Citing Jones v. Siegfried Construction Co. (W.D.N.Y.1984) 105 F.R.D. 491 aff'd (2d Cir.1986) 792 F.2d 136, defendants contend that it hád such an effect, and because the motion for substitution was not filed until more than a year later, the motion should be denied and the action dismissed. Showky, the would-be plaintiff, citing Rende v. Kay (D.C.Cir.1969) 415 F.2d 983, Yonofsky v. Wernick (S.D.N.Y.1973) 362 F.Supp. 1005, and In re Klein (E.D.N.Y.Bank.1984) 36 B.R. 390, argues that our suspense order did not trigger the running of the 90 days because it did not substantially conform to Form 30 of the Appendix of Forms to the Federal Rules and because it was served by the court rather than by a party or the successor or representative of the deceased party.

We find that the mailing of our suspense order to Weg & Myers did not constitute service upon a party or non-party, and therefore did not trigger the running of the ninety day period. Rule 25 plainly requires that the statement of the fact of death be served upon parties and persons not parties. Fed.R.Civ.P. 25(a)(1). It would appear, therefore, that a statement of the fact of death must first be served upon a party or non-party before it can operate to limit the time within which that party or non-party must file a motion for substitution. Upon Samir’s death, Weg & Myers of course no longer represented him, and the mailing of the suspense order to Weg & Myers therefore could not possibly have constituted service upon a party. Nor could it have constituted service upon Showky, who had not yet been appointed administrator of Mrs. Kaldawy’s estate and therefore could not have retained Weg & Myers to represent him in that capacity. In light of the foregoing, we conclude that Showky’s motion was timely.

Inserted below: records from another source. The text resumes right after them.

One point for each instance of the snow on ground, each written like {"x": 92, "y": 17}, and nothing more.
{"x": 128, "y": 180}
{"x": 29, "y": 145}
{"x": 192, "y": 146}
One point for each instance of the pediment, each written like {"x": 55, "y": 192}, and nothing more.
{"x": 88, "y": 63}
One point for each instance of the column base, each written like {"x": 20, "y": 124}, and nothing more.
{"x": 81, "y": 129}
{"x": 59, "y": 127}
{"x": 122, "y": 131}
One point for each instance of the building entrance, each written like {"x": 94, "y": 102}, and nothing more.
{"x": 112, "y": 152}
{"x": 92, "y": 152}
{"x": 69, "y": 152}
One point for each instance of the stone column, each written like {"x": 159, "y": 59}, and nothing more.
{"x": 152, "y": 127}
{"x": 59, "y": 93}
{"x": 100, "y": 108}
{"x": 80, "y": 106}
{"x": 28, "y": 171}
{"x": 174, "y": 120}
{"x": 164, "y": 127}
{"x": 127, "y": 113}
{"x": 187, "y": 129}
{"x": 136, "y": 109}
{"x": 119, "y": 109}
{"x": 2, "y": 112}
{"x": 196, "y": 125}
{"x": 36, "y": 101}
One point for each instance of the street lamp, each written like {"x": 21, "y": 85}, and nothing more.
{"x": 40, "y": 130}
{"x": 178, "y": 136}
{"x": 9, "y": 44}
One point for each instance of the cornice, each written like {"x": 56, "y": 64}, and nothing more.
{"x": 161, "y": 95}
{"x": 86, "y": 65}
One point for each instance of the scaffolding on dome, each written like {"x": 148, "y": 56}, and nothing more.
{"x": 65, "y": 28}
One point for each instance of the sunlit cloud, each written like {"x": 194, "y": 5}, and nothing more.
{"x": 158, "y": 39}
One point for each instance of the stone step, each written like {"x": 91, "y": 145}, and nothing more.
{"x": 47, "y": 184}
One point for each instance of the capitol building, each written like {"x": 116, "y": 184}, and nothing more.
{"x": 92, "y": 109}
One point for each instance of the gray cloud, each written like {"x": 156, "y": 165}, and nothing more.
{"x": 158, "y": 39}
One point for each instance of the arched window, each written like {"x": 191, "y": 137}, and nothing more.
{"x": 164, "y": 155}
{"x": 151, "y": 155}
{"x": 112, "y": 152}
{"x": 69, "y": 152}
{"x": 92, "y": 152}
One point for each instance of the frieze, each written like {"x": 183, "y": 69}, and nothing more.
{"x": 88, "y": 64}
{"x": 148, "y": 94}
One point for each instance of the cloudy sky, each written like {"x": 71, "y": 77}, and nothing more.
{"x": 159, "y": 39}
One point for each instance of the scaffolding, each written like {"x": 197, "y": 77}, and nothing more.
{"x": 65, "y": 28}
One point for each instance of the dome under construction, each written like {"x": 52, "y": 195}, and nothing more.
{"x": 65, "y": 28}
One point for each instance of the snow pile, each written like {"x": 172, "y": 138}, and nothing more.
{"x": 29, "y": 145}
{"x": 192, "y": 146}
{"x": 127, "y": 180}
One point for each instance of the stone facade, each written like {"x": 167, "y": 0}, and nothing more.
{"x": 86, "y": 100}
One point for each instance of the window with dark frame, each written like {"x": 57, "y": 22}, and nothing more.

The result of our ruling is that it is impossible to effectively serve a notice of the death of a party until a representative has been appointed, a contingency which, the defendants contend, is beyond the control of a surviving party. They argue that our ruling would require surviving parties to tolerate delay in the institution of proceedings to appoint a representative for a deceased party, no matter how lengthy or inexplicable. This contention is erroneous. Most, if not all, states by statute authorize a surviving party in a litigation to petition for the appointment of an administrator or executor for the estate of a deceased adversary.1 Therefore, should a survivor so desire, it may itself effect the appointment of a representative whose time for substitution it may then limit by serving upon such representative a notice of the fact of the death.

CONCLUSION

Defendants’ motion to dismiss is denied, and the motion of Showky Kaldawy to be substituted for the deceased plaintiff is granted.

SO ORDERED.

. For example, in New York, the Surrogate’s Court Procedure Act expressly authorizes a surviving party to petition for the appointment of an executor or administrator for the estate of a deceased adversary. See N.Y.Surr.Ct.Proc. Act §§ 1002(1), 1402(1)(c) (McKinney’s 1990).